As Reppert mentioned, areas such as Ireland and the United Kingdom could see both above-average temperatures and above-average precipitation.
“The warmth will battle the threat for rainfall and cooler weather over much of the British Isles,” Reppert said. “This will lead to a near to even a bit above average autumn for temperatures, and some areas may see well above-average rainfall as tropical systems shift to windstorms later in the season.”
Farther east, Roys said an incredibly wet summer for areas in Norway and Finland will continue into a rainier-than-usual autumn, thanks to the northern European storm track expected. The break from the rain threat won't arrive until the second half of the season, when the weather pattern flips and conditions should dry out and maybe even warm up before winter.
Rainfall, early snow season and wildfire worries
A hydroplane operates on a wildfire in Canary Islands, Spain, Tuesday, Aug. 20, 2019. The wind dropped in the Canary Islands Tuesday, allowing firefighters to make progress against Spain's biggest wildfire so far this year and raising the possibility some evacuated residents may soon be able to return home. (AP Photo/Arturo Jimenez)
While many areas in western Europe have felt the grip of a drought in the summer, it was ample rainfall in the spring that may actually cause concern this fall around the Iberian Peninsula.
"This season will also see a rather intense but short fire season as the rainfall in the spring set the stage for ample fuel for the fires," Reppert said. "Before autumn storms move in, the fire threat will be focused early in the season with much less activity later in autumn."
Farther north, Reppert said warm conditions in the United Kingdom will ward off rainy and cooler weather in the beginning of the autumn, but a shift in the middle of the season will usher in above-average rainfall later in the season.
In central and southeastern Europe, that same mid-season shift will bring wintry conditions for some locations.
"A pattern shift for the middle of autumn will bring some stormy and cooler weather through central Europe into southeastern Europe," Reppert said. "This will bring some above-average snowfall in the higher elevations of the Alps and the ski resorts. This may also bring an earlier start to the ski season for some resorts, especially in the central Alps."
Roys added that if any moderate accumulations of snow does occur in areas of the interior Balkan valleys and northern Ukraine, significant damage could occur if leaves are still on trees.

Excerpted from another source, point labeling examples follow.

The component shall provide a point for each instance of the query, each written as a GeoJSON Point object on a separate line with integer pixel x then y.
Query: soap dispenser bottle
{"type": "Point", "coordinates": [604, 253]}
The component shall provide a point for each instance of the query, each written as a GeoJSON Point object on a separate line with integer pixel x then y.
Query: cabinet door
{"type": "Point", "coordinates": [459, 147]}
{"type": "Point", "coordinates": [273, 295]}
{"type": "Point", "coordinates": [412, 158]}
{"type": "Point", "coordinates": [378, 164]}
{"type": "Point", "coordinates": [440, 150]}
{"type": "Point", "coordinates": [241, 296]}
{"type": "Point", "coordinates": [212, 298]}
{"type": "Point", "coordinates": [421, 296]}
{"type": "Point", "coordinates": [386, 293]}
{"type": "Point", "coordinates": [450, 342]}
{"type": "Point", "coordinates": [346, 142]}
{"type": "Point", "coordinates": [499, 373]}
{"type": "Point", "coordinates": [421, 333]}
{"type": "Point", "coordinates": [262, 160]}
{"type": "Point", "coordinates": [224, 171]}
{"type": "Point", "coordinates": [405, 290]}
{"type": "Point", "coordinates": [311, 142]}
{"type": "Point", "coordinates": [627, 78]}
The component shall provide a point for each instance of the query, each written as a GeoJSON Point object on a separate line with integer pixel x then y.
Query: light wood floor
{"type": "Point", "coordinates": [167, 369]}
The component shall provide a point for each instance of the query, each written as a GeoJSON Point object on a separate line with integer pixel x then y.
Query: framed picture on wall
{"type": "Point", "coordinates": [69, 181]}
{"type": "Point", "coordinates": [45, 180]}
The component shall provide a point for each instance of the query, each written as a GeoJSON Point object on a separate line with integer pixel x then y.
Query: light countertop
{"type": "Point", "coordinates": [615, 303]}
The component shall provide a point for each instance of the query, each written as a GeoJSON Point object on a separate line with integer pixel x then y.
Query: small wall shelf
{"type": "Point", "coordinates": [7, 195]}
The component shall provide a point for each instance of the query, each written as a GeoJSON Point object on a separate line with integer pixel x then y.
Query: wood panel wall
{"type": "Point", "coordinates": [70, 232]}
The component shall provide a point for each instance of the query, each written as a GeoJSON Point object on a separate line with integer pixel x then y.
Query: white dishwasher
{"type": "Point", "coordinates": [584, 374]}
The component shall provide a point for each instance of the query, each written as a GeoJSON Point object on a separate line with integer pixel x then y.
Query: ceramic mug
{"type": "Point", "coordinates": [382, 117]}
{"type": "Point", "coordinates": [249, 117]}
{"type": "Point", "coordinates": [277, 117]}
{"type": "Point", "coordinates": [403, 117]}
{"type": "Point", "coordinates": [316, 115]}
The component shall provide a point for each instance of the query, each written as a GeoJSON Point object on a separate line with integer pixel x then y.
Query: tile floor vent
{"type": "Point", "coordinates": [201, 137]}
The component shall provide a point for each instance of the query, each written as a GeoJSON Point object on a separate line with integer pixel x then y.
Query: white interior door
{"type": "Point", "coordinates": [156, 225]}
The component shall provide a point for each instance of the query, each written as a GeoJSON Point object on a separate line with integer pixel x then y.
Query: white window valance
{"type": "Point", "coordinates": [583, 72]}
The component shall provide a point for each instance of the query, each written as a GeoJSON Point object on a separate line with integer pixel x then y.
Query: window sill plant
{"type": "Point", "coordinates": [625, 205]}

"As we move into the drier pattern across northern Europe, the threat for cold shots into Poland, Germany and even eastern France increases as they will come from the northeast," Roys said. "This in turn could lead to slightly below-normal temperatures across Germany and especially Poland, but also the Baltic States and even northern Ukraine.
And with the cold air intrusions, the threat for winter weather will return to some areas.
"With that, chances for snow will increase in places like Poland, Belarus and the Baltic States into northern Ukraine. We're not expecting above-normal snowfall, but there could be several days with fall flurries or light snow," Roys said.